Greasby, Wirral

Four pieces of carved chert from the Graseby site in Northern Wales.

Worked chert from the Greasby site that was brought from North Wales.

 

The earliest known human settlement in Merseyside has been found at Greasby, Wirral. It dates from approximately 7000 BC. National Museums Liverpool archaeologists excavated the site between 1987 and 1990. The site was found during a programme of fieldwalking.

The site was probably a base camp belonging to a family, or several families of hunter-gatherers during the Mesolithic period. These people lived by hunting wild animals and gathering wild plants, nuts and berries. However, only burnt hazelnuts had survived on the site.

As well as base camps like the Greasby site, these people would have had several smaller camps around the region. These would have been overnight camps for hunters, sites where animals were killed and butchered and hunting stands.

At Greasby there is archaeological evidence for the mobile nature of their lives. Nearly all the tools are made of chert, a type of stone which only occurs naturally in this region in north Wales and the southern Pennines. This means that these people must have spent part of the year in north Wales. Perhaps a hunting expedition brought the stone back with them to their base camps. The sea-level at that time was much lower than it is today so it was easier to cross the River Dee into north Wales.

Men farming the fields

The evidence at Greasby consisted of a hearth or fireplace and a series of pits which may have been used for storing food and later rubbish disposal. In one small pit, under some pebbles at the bottom, we found a little group of pre-shaped stone pieces. These were ready to be made into arrowheads, or microliths. There were many different types of stone tools. They could have been used for activities such as food preparation, bone/wood working or hunting.

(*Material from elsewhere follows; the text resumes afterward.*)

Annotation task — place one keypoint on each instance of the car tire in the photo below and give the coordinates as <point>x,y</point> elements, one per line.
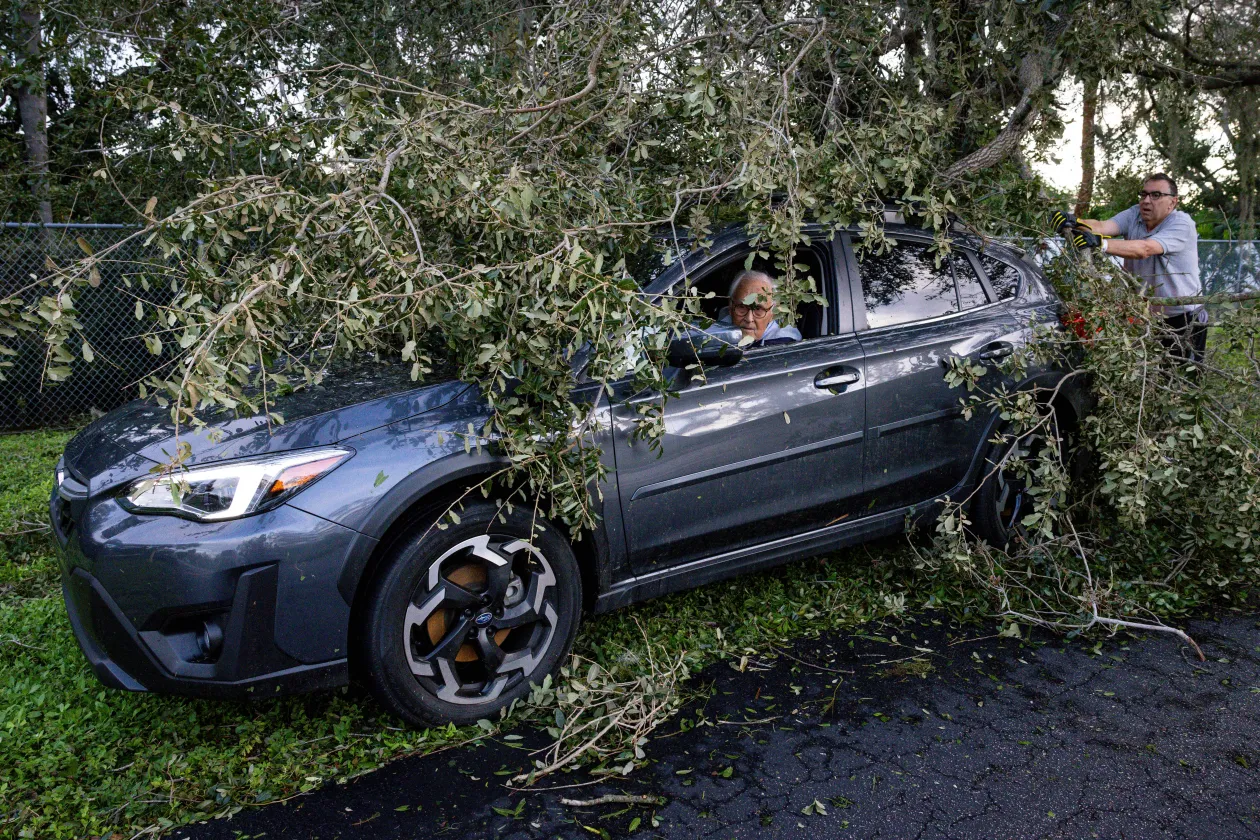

One small area may have been associated with an episode of stone working, probably by a specialist flint knapper. There was also a square area of packed stone pebbles which may have been the basis of a working area, perhaps for the preparation of food or other materials. The evidence suggests that people might have stayed here for several months at a time.

Although there are many such sites on a low sandstone hill in Greasby, this is the only one that has been excavated. Prehistoric hunter-gatherer groups must have returned time and again to this same area perhaps over hundreds of years. The place may have had a special meaning to them. Several miles away, at Thurstaston, overlooking the present Dee estuary, there is an even denser concentration of stone tools. This represents another important area for similar occupation episodes of this period.